From the deadwax
The Ecosystem Moved On
There was a time when every music app assumed you had files. iTunes was a file manager first. Winamp opened folders. Foobar2000 expected you to know your codecs. The entire ecosystem was built around the idea that you owned audio files and needed tools to organize them.
That's not where the money went.
Streaming captured 69% of global recorded music revenue by 2024. 752 million paid subscriptions. Every platform, every hardware manufacturer, every API, every developer tool followed the money. Apple rebuilt Music.app around iCloud Music Library. Sonos optimized for AirPlay. Plex auto-downloads metadata from cloud agents. Even the operating system's media frameworks assume network-first access patterns.
None of this is malicious. It's economics. You build for the majority, and the majority streams.
The people who didn't
But there are people who didn't move on. They're not a movement. They're not making a statement. They just bought the music, ripped the CDs, organized the folders, and kept going.
They have 3,000 albums on a Synology. They have a DAC that cost more than their laptop. They have a NAS in the closet and a Navidrome instance serving FLAC to their phone. They have ALAC files from 2009 sitting next to hi-res purchases from last week. Their Music.app library is a decade of careful curation.
And their tools are disappearing underneath them.
Not all at once. Quietly. A feature removed here, an API deprecated there. The file-level metadata that used to be the only source of truth is now a second-class citizen behind cloud caches and streaming indexes. The artwork you see in Music.app isn't in your files anymore. It's in Apple's cache. The metadata that Plex shows you came from an agent, not from your tags. The assumption shifted: the cloud is the source of truth. The file is just a transport layer.
If you never move your files, you never notice. But these are the people who move their files.
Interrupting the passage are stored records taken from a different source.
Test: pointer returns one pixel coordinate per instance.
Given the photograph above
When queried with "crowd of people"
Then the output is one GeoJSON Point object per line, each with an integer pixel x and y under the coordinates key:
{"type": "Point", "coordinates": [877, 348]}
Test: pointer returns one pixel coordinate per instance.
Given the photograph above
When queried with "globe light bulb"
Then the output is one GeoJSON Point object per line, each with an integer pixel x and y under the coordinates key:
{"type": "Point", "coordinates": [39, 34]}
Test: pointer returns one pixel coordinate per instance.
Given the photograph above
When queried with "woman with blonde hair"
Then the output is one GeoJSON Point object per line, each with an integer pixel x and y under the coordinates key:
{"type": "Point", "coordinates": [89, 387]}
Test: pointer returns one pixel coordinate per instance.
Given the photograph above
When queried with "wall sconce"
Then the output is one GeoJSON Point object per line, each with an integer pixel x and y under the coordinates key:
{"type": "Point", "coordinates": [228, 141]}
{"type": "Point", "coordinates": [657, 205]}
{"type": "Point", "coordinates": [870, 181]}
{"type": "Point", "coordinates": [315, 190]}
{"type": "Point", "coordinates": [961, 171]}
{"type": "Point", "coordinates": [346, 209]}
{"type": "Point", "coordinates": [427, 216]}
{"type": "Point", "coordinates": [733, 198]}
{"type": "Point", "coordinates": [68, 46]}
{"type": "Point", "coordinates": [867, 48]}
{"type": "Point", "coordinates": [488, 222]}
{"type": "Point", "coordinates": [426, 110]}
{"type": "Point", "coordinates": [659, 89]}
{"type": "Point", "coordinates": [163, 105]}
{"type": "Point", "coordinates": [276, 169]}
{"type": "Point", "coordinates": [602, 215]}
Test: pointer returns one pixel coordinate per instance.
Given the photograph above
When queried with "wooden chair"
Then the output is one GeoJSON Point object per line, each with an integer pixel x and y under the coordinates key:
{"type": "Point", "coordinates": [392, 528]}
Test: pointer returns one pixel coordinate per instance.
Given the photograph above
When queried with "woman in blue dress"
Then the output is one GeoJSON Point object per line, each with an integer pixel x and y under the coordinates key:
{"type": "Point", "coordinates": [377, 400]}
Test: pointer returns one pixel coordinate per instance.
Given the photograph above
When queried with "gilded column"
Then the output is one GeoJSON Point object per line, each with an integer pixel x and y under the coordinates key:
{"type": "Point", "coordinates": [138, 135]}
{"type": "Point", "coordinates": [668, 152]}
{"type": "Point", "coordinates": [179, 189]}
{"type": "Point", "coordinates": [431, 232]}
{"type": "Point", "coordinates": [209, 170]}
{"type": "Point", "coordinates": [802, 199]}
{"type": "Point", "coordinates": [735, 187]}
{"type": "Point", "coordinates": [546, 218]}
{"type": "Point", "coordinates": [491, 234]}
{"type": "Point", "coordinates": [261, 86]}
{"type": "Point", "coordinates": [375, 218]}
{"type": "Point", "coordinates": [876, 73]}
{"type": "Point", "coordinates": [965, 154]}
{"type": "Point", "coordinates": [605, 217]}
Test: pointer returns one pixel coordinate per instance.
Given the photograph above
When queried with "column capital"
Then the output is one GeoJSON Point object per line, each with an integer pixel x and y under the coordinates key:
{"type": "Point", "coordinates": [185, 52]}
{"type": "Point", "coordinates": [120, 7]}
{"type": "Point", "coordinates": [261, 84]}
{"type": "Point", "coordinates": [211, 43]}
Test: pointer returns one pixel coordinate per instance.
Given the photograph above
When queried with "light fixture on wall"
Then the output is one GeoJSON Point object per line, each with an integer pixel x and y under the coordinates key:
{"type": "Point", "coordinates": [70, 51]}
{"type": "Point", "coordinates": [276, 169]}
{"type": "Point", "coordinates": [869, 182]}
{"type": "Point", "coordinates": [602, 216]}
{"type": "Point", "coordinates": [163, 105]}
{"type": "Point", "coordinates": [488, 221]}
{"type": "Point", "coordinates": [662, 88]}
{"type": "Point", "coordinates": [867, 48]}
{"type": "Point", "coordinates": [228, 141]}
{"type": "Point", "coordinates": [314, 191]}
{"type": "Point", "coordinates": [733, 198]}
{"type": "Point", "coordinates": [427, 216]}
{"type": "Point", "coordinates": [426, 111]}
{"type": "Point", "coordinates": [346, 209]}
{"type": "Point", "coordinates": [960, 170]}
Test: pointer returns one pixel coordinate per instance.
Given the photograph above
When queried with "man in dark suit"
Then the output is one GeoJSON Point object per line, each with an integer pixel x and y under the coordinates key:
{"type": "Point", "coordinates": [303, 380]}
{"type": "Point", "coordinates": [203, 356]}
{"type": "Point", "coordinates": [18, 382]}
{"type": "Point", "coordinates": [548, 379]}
That's the whole point of owning them.
What's left when you care about files
Look at the tools available to someone who wants their music collection to be correct:
Tag editors. Mp3tag, Yate, MusicBrainz Picard. Good at what they do. But they work on one source at a time, have no quality scoring, and don't understand the gap between what Apple Music shows you and what's in your files. You can manually search for artwork, manually embed it, manually verify it. For 50 albums, that works. For 5,000, it doesn't.
Media servers. Plex Pass, Jellyfin, Navidrome. They display metadata, sometimes beautifully. But they don't fix it. Plex auto-downloads artwork from its agent database, often the wrong edition, wrong resolution, or wrong album entirely. Jellyfin shows whatever is embedded. Navidrome falls back to cover.jpg. None of them embed artwork into your actual audio files.
Roon. $830 lifetime. Displays metadata gorgeously. Never writes anything back to your files. It's a presentation layer, not a correction tool. Close Roon and your files are exactly as broken as before.
The gap isn't between any two of these tools. The gap is that nobody built the tool that spans the whole problem: scan every source, find what's wrong, find the right fix, apply it permanently, and verify it traveled.
Why this matters enough to build a company
We started Keynell because the gap isn't closing on its own. The economics run the other direction. Every year, more tools optimize for streaming. Every year, fewer tools optimize for files. The people who own their music aren't growing as a percentage of the market. But they're not going anywhere either.
They're the ones who spent years building something. A library that reflects their taste, their history, their choices. Not an algorithm's choices. Theirs.
A library like that deserves tools built to the same standard. Not adapted from streaming-era assumptions. Not bolted on as a legacy compatibility mode. Built from the start for the person who cares whether the artwork is embedded or cached, whether the codec is lossless or lossy, whether the genre tag is "Rock" or "rock" on track five.
We build tools for people who own things and want them to be right. Music is the first domain. It won't be the last.
The ecosystem moved on from people who own their music. We didn't. Everything we build starts from that position.